Quem faz o movimento? José Nilo Tavares

José Nilo Tavares faleceu em 22 de dezembro de 1997, reproduzimos aqui, entrevista concedida ao Jornal Inverta nº 113

José Nilo Tavares escreve semanalmente uma crônica para o INVERTA desde o seu primeiro número. Foi professor da Universidade Federal de Minas Gerais, da Universidade Federal Fluminense e atualmente encontra-se licenciado na Pontifícia Universidade Católica do Rio de Janeiro, onde ingressou em 1966. Doutor em Ciência Política, fez o pós-doutorado em Milão, Itália, com o patrocínio da CAPES. Ministrou cursos ou participou de seminários em várias universidades europeias, norte-americanas ou latino-americanas, e, atualmente, é professor fellow do Instituto Internacional de Sociologia Jurídica, da Antigua Universidad de Onati, no país vasco, Espanha. Escreveu vários livros sobre História e Ciência Política, editados pela Vozes e Civilização Brasileira, dentre outras, e dezenas de ensaios e artigos para revistas nacionais e internacionais. Foi diretor do Departamento de Sociologia da PUC e do CNPq, em Brasília, logo após a redemocratização, em 1987. Mas o orgulho maior, o título que mais aprecia é o de soldado das causas populares e nacionalistas, de combatente socialista e o seu grande sonho é ver o nosso país e nosso povo, mesmo pobres, elevados à dignidade de Cuba e do povo cubano.

I - Zé Nilo, como foi o seu princípio de vida?

JN - Meus avós, sul mineiros, eram ricos e poderosos fazendeiros e comerciantes, vinculados a tradicionais famílias, como os Rezende e os Xavier, do grande patriota Tiradentes. Meus pais foram atingidos pela crise de 1929, no ramo da plantação de café, tiveram nove filhos e quando reconstruíram a sua vida financeira, participando da organização de um banco de parentes (o BRADESCO), em São Paulo, meu pai morreu, aos 44 anos de idade. Voltamos para Minas, onde num colégio de irmãos maristas, completei o ginásio e científico. Fui morar em Belo Horizonte, determinado a seguir a carreira diplomática, mas acabei embrenhando-me na literatura, no jornalismo e no curso de Sociologia.

I - E a sua iniciação política?

JN - Quando adolescente, por influências familiares, tive um apagado e curto namoro com o integralismo e o udenismo (UDN), mas na Universidade, aos 18 anos, operou-se a transformação. Nasceu uma paixão duradoura, por toda a vida, pelo socialismo e, embora jamais tivesse qua quer tendência homossexual, por três homens: Marx, Engels e Lênin. Ingressei na política estudantil, fui dirigente do Diretório Central dos Estudantes, da União Estadual dos Estudantes e da UNE, na década de 1950. Fiz parte da aliança operária-camponesa-estudantil e participei de todas as campanhas nacionalistas, populares, antirracistas e feministas que então ocorreram. Tenho o orgulho de ter sido o primeiro jornalista mineiro a ir a Cuba e haver escrito, para Binômio, em 1961, uma reportagem imparcial, e portanto elogiosa, sobre o regime fidelista cubano. Orgulho-me, igualmente, de ter conhecido pessoalmente, Che Guevara e Fidel Castro e... me enamorando de uma linda miliciana.

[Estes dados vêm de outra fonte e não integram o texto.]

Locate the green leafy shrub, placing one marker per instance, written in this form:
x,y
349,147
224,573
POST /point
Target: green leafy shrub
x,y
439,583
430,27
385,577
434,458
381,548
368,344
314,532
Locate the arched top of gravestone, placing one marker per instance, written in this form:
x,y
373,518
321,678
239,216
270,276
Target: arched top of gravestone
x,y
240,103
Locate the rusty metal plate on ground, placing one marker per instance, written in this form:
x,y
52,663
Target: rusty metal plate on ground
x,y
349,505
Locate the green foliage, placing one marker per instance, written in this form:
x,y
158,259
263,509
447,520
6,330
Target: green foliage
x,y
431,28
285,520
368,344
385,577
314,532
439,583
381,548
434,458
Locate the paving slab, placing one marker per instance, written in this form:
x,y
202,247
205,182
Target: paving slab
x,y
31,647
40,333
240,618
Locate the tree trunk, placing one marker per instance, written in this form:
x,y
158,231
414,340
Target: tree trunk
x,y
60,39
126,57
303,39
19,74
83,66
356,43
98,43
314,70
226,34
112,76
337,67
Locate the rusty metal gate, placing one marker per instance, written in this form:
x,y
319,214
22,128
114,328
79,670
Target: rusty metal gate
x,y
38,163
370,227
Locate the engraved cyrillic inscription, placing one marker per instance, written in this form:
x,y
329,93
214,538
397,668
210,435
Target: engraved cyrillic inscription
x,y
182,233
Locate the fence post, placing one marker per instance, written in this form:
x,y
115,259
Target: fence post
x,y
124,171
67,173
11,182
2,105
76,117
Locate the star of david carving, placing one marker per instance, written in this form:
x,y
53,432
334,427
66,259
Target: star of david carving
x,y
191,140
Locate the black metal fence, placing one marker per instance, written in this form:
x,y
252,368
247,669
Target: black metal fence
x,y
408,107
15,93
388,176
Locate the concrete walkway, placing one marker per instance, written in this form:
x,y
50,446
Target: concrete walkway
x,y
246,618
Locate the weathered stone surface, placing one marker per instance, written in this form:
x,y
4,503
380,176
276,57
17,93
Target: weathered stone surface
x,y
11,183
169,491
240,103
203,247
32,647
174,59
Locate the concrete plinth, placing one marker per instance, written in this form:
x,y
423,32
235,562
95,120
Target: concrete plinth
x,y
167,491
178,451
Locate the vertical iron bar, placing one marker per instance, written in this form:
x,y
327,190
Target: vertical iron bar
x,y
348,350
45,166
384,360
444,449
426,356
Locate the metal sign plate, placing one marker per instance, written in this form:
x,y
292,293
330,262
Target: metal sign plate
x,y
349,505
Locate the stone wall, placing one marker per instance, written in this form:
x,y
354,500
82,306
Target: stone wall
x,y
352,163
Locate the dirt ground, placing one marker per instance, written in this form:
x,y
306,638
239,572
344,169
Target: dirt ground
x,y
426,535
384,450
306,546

I - O que representou, para você, o golpe militar de 1964?

JN - Muito. Pela participação política anterior e pelo fato de haver escrito uma reportagem sobre os desmandos do general Punaro Bley, comandante de unidade militar em Belo Horizonte, e contrário à posse de Jango, quando Jânio Quadros renunciou, cassaram-me, perseguiram-me, ameaçaram-me de morte. Mas Deus é grande, auxiliou-me e os milicos não conseguiram me prender. Não apenas Deus, mas também por um automóvel “Gordini”, que eu possuía, e que era mais veloz do que os carros da polícia.

I - E foi aí que você veio parar no Rio de Janeiro?

JN - Foi aí. Graças a alguns amigos, e principalmente a Otto Maria Carpeaux, arranjei emprego, como repórter, no Correio da Manhã, na época, o grande centro de resistência contra a ditadura. E depois de alguns meses na clandestinidade, parece que “os homens esqueceram-se de mim. Em duas ou três outras ocasiões, quando eu participava, de várias maneiras, da resistência à ditadura, ameaçaram-me, mas novamente dei sorte.

I - Como foi a resistência, no campo do jornalismo e da intelectualidade?

JN - Muito bonita. O núcleo de articulação era o Partido Comunista, ao qual nunca me filiei, mas de que sempre fui simpatizante e colaborador. Os grandes intelectuais brasileiros, com raríssimas exceções, uniram-se na luta contra o regime militar. As minhas funções ligavam-se às universidades, onde ministrava cursos, e aos contatos internacionais, no sentido de denunciar as prisões e as torturas que aqui se cometiam e que não eram denunciadas pela grande imprensa, seja em virtude da censura, seja por causa da conivência. Viajei, algumas vezes, ao exterior, para cumprir o papel que me cabia.

I - Como se deu a sua entrada justamente na área internacional, articulada pelo Partido Comunista, ao tempo da ditadura militar?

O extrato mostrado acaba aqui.